SANCHEZ: That's kind of weird, right?

JARRETT: Well --

SANCHEZ: I've got to tell you, when I saw that it was "Sonic" -- that that was going to be our story, I thought it was about the fast-food place. I got really excited.

JARRETT: And you're hungry, aren't you?

SANCHEZ: Yes. We were going to have video of smoothies and burgers.

JARRETT: That's what happens on this show.


Thank you so much for joining us on this special holiday edition of EARLY START. I'm Boris Sanchez.

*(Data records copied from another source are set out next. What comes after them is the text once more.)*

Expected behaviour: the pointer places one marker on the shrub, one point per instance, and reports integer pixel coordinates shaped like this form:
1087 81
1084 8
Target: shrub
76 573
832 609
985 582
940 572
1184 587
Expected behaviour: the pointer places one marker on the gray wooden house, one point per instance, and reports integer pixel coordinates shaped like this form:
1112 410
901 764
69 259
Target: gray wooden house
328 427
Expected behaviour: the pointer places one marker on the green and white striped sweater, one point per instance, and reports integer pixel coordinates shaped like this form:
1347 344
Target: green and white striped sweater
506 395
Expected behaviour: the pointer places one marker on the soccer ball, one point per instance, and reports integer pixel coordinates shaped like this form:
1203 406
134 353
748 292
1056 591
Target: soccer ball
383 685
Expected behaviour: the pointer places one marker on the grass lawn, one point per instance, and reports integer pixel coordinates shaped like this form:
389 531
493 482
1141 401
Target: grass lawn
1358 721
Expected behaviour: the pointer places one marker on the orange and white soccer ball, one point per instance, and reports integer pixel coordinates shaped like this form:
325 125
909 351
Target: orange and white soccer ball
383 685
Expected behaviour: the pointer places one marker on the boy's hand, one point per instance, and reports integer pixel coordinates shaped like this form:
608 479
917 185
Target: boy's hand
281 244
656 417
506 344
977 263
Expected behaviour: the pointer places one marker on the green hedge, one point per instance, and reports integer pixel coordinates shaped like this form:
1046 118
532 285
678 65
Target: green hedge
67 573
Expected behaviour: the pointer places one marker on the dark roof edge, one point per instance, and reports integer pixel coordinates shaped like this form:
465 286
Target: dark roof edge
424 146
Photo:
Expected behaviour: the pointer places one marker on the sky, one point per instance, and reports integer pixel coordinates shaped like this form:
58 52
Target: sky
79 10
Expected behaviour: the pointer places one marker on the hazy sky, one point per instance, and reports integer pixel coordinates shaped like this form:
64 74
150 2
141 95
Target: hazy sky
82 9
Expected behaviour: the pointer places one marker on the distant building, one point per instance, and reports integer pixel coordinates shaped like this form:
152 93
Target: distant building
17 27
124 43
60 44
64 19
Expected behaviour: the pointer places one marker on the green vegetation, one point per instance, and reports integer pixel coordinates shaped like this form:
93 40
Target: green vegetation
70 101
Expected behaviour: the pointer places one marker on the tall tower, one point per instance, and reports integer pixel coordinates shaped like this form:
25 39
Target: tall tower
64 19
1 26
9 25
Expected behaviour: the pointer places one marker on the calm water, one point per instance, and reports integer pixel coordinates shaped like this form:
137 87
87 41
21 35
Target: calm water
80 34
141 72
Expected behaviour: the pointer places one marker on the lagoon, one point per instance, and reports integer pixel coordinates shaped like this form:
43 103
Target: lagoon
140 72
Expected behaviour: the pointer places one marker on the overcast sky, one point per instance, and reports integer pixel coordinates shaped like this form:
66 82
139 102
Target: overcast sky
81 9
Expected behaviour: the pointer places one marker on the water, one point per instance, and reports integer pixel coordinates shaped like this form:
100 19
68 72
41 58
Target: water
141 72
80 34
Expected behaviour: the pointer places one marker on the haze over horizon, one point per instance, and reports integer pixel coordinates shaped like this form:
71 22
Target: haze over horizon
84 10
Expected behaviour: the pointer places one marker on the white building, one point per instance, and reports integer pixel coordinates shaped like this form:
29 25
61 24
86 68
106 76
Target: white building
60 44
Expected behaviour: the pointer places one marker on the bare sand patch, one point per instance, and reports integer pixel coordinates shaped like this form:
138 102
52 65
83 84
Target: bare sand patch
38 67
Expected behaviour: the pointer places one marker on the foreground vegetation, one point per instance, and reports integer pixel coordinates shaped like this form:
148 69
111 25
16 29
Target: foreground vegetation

JARRETT: And I'm Laura Jarrett. "NEW DAY" starts right now.

ANNOUNCER: This is CNN breaking news. ALISYN CAMEROTA, CNN ANCHOR: We want to welcome our viewers in the United States and all around the world. This is NEW DAY. It is Monday, February 17th, 6:00 here in New York.

And, John Berman is off. Jim Sciutto joins me. Great to have you here.

JIM SCIUTTO, CNN ANCHOR: Glad to be here. Great to be here.

CAMEROTA: We have a busy show because we do begin with breaking news for you. Two charter planes with more than 300 Americans from that quarantined cruise ship in Japan have now arrived in the United States. Fourteen Americans on board those flights have tested positive for coronavirus. They were permitted to get on the planes in a special isolation chamber.